Bringing in the big guns

"I write shoot-em-up space operas" a female author said recently on an SF panel of writers. She seemed to take delight in blowing things up, the bigger the explosion the better.

I baulk at this idea. I'm aware that, at base, everything in the universe is energy.  The energy of the universe is affected by everything that I think, say, and do. And the words that I write are also energy that I'm sending out into the universe.

In recent years dystopian stories, and ever more violent crime books, have filled up the booksellers' shelves.  I've read quite a lot of  young adult dystopian stories, and a few adult SF ones too.  But I refuse to buy, read, or endorse, books that have graphic violence front and centre in their plots and stories.  Yes, there is violence in the books I read, but it's never centre stage.  For the most part, the deaths are off the page.

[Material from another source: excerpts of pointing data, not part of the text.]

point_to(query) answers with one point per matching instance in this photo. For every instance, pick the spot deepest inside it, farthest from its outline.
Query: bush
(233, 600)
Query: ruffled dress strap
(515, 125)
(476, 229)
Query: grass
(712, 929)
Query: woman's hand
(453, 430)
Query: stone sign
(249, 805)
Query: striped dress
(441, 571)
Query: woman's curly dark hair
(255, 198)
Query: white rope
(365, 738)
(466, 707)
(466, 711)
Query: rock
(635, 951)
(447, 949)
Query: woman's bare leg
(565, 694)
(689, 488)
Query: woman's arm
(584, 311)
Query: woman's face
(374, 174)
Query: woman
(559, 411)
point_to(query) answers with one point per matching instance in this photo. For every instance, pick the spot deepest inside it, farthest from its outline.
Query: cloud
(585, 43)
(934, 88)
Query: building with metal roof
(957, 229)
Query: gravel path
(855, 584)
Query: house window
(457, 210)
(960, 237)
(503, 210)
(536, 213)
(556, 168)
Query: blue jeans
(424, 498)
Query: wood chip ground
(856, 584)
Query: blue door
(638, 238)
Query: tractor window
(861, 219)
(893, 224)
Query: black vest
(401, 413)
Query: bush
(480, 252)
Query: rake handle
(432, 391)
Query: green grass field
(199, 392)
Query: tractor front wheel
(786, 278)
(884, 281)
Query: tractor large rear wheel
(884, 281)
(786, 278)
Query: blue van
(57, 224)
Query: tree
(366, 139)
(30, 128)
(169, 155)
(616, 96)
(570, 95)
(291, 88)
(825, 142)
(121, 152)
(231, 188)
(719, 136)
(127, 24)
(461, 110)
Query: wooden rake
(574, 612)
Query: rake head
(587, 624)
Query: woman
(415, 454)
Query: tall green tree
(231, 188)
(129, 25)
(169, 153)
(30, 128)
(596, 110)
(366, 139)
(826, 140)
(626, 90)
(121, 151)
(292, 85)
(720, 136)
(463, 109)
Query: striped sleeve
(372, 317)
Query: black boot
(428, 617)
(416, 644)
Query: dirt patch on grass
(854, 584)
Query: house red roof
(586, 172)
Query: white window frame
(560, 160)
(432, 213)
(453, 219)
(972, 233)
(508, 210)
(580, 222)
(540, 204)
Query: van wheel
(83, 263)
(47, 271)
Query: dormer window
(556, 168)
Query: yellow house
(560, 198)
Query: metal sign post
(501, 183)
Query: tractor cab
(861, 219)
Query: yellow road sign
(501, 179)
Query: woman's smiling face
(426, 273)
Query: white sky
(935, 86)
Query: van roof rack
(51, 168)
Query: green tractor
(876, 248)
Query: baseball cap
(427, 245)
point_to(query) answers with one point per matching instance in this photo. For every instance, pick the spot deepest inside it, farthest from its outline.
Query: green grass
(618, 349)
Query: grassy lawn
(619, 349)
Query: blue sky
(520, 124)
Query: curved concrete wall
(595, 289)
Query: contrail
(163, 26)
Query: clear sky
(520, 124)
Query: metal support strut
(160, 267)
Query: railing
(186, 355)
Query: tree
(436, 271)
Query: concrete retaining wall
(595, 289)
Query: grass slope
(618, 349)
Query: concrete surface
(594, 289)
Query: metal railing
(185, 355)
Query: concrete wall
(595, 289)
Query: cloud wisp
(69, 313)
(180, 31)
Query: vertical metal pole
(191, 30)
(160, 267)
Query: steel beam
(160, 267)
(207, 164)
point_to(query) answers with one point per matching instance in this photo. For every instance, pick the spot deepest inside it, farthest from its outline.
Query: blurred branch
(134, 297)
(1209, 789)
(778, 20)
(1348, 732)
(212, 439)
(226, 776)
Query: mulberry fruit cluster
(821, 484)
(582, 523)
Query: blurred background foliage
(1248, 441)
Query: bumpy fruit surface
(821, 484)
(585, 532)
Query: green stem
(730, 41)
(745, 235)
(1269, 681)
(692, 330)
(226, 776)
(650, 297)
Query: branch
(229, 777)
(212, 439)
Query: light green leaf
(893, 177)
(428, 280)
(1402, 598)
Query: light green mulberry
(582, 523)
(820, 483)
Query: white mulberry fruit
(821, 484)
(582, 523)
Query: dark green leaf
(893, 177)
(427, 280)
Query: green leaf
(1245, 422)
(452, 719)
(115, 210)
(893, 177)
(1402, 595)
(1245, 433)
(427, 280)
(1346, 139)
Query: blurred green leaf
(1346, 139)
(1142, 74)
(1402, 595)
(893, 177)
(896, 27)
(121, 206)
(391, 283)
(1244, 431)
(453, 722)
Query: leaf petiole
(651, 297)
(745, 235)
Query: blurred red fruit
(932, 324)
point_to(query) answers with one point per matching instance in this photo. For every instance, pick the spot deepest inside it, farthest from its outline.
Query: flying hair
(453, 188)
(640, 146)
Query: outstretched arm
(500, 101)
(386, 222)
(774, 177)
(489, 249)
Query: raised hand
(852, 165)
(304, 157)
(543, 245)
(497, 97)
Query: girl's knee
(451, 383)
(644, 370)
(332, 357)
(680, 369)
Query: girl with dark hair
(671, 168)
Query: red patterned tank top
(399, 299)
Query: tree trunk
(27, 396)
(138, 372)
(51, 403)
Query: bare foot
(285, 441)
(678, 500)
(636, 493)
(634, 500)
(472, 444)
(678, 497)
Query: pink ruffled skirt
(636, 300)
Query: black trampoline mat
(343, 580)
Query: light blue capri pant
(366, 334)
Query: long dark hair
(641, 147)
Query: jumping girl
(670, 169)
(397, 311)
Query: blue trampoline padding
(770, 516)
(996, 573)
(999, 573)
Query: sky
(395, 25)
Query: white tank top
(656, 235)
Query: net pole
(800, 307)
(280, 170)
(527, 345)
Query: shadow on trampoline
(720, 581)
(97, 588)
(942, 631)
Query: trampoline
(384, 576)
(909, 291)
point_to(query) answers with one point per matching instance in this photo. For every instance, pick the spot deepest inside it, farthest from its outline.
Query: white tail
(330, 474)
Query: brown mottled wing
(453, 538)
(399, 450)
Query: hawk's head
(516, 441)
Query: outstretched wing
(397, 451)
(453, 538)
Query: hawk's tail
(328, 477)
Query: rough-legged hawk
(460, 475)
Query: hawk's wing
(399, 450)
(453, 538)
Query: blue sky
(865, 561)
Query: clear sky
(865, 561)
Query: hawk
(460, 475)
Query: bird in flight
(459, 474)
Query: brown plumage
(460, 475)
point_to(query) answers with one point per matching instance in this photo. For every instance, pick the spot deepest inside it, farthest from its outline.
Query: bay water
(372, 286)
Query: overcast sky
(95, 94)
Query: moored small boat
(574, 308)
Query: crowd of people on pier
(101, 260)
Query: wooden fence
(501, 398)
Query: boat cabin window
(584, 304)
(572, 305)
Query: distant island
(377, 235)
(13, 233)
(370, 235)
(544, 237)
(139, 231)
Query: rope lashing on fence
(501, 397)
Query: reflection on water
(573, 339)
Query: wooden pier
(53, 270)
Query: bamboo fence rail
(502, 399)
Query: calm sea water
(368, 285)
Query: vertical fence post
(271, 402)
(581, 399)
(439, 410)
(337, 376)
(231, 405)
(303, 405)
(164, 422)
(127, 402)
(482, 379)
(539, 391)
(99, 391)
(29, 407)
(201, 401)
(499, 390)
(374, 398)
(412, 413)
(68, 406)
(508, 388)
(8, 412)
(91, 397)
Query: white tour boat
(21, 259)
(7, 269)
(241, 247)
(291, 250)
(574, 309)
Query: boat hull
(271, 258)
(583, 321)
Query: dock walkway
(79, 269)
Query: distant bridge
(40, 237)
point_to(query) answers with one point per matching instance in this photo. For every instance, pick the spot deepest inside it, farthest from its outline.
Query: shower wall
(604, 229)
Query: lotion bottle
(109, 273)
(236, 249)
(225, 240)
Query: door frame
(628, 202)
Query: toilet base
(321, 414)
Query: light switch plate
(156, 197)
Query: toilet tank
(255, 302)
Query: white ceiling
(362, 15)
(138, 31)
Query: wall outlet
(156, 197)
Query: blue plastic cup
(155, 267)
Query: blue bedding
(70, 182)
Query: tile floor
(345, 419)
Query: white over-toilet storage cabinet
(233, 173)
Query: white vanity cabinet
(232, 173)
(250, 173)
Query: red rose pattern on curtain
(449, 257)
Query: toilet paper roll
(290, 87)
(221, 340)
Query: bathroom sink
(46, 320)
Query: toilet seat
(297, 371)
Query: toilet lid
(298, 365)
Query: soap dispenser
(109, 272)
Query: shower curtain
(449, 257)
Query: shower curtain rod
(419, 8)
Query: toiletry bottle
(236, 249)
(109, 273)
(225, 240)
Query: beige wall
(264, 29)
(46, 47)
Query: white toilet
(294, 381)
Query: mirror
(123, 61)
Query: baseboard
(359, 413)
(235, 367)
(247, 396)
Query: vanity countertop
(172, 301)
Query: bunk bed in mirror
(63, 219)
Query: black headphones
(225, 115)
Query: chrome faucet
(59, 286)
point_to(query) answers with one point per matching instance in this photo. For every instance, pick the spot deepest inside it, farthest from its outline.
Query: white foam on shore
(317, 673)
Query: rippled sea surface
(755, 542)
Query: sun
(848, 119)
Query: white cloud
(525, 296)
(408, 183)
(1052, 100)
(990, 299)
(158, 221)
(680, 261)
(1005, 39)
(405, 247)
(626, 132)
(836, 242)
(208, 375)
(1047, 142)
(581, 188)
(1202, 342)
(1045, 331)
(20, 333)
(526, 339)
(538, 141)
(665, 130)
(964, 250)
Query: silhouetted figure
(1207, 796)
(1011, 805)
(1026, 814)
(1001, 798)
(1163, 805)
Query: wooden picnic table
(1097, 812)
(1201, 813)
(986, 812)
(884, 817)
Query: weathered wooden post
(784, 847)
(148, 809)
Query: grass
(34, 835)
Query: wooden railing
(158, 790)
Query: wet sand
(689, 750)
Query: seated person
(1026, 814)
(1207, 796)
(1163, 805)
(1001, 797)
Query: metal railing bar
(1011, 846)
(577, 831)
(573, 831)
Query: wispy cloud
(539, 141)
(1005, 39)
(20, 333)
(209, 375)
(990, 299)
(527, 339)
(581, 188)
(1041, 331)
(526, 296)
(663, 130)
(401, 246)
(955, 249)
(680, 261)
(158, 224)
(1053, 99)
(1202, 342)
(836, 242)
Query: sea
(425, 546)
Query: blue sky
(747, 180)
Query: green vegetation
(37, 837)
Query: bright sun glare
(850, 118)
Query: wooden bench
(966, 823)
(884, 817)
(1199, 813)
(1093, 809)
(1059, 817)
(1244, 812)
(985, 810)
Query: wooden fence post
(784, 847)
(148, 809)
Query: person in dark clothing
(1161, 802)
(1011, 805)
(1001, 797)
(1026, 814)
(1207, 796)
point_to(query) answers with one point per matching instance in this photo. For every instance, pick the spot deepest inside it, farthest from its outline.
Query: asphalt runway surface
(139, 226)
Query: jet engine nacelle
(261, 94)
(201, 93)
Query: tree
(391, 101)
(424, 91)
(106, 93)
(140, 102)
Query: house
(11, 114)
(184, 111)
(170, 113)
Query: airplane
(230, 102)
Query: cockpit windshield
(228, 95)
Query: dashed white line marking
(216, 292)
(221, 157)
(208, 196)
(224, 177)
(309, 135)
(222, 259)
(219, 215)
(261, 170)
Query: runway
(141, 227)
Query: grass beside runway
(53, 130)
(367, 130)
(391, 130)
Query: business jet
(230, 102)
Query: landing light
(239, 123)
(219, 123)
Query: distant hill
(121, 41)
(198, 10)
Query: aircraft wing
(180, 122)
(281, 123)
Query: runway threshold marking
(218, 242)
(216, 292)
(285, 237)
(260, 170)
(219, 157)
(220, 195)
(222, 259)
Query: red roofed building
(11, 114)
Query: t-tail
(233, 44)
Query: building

An exception to this was a young adult book I read a couple of weeks ago.  I'd followed the spiky, not-quite-romance of the two central characters throughout the book.  It was the classic clash of opposites, the rich, privileged girl falling In love with the boy from the wrong side of the tracks.  So what did the author do?  She had the boy shot, on the page, in the last chapter of the book.  And he was shot in the back, unable to defend himself.  She then added an epilogue which said, in effect, that the relationship was never going to work.  The rich girl had a duty to marry the prince she didn't love, and she did.

At this point I wanted to throw the book across the room.  A more clumsy use of violence to twist a plot I've never seen, or a more unfair ending,  I felt cheated.  It was an unjust ending to the book to kill the boy.  And it was a convenient cop-out.  I could have looked forward to a sequel which addressed the challenges of this on-off relationship as the characters went on new adventures.  Instead I've marked the author down as one won't read again.

In YA books it's amazing how many sets of parents are killed while being watched by their children.  But it's just a story, isn't it?  But in two cases these books have been turned into films.  The big guns on the page have been turned into big guns on the silver screen.  People have been trying to convince us for years that violence in "make-believe" worlds doesn't affect people in real life.  I've never believed that.  Everything is energy, remember, and I think the violence in books and movies does affect us long-term.  The energy is being absorbed by us, incorporated somewhere into our consciousness.

That's a scary thought, and it's one reason why I don't have big guns in the centre of my writing,  it's a moral decision not to put that violent energy into the world.  Violence doesn't settle anything permanently,  it's only when the big guns fall silent that the talking starts.